Despite this, the Judge’s recommendation for an alternative pipeline route that even the company itself is unsupportive of is strikingly similar to another recent state PUC decision for a controversial tar sands pipeline: Keystone XL.
One of President Trump’s first actions as President was to resurrect Keystone XL from its previous rejection. He seemed entirely unaware at the time, that the Nebraska Public Services Commission needed to approve the route through the state before Keystone XL could move forward. When the PSC issued its decision in November 2017, it decided to approve an alternative route rather than TransCanada’s proposed route. This new route requires new agreements with landowners, may require a new environmental impact statement, and a lengthy delay before any pipeline construction can begin, if it ever in fact does. In fact, a recent lawsuit brought by landowners suggests the approval of an alternative route may not have even been a legal decision by the PSC. TransCanada, meanwhile, has to this day held off on issuing a final determination as to whether it will build the pipeline.
The similarities between the “approvals” of alternative routes in the Keystone XL and Line 3 pipelines indicate an emerging shift in the regulatory consensus around pipeline approvals. No longer is it a foregone conclusion that oil and gas pipelines will get what they want, with no regard for public safety, climate concerns, or other impacts. The pressure regulatory bodies are under is no longer one-sided. But much more remains to be done.
The proposed alternative for Line 3 will be more costly than the original plan, by a large margin. Given the economics of pipelines and tar sands projects, these costs represent a major hit to the viability of the project. So the question remains: can Enbridge actually move forward with Line 3 under this scenario? And similar to Keystone XL, are there legal questions yet to be resolved??
The Minnesota Administrative Law Judge was clear that the so-called “need” for the pipeline did not outweigh the costs in any other scenario, and the scenario suggested by the Judge is one not without its own major issues.

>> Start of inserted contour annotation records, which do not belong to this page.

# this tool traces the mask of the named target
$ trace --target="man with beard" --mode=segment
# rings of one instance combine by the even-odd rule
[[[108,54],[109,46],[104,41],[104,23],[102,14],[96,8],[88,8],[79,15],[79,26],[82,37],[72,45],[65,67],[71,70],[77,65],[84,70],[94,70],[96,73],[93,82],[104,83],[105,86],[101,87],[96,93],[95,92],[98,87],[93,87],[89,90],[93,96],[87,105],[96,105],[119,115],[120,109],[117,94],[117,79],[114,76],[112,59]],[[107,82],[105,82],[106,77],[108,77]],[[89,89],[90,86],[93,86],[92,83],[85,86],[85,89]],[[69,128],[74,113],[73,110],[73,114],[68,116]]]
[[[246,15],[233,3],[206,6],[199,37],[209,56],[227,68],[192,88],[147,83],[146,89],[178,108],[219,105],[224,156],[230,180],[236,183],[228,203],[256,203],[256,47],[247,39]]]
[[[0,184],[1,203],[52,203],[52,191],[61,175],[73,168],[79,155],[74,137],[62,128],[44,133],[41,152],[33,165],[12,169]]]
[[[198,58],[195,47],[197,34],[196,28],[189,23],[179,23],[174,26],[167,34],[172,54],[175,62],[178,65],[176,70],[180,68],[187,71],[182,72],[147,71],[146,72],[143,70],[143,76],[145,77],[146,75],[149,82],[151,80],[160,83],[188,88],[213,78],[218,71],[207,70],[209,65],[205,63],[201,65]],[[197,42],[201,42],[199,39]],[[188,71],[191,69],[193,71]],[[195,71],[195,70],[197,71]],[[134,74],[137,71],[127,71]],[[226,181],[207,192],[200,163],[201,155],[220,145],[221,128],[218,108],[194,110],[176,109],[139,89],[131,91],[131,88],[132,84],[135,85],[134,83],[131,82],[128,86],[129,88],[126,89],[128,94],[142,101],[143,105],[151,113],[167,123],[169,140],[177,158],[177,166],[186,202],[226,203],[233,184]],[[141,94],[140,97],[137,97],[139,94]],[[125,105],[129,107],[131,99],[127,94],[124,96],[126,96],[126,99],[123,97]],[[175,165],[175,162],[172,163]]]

Was the Judge trying to say “no” without using the letters “N” and “O”, perhaps?
The moves in Nebraska and Minnesota clearly indicate that the decision makers were very uncomfortable with approving these projects, having been exposed to the full suite of evidence, from a very engaged and concerned public..
In the Minnesota case, the Judge talks about the need to move away from fossil fuels in the context of climate change and the fact that the pipeline will only benefit tar sands producers and not Minnesotans. Yet, despite this clear recognition of the costs of this project, the Judge still decided to put forward an approved route that she perhaps knew Enbridge has little interest in pursuing. A poison approval of sorts.
So the inertia still remains, albeit of much less force. Inertia is a hard thing to buck, but pipeline fighters and water protectors are showing they’re up to the task. Now it is up to the five members of the Minnesota Public Utilities Commission – the next decision makers on this project – to face reality and reject the Line 3 pipeline outright.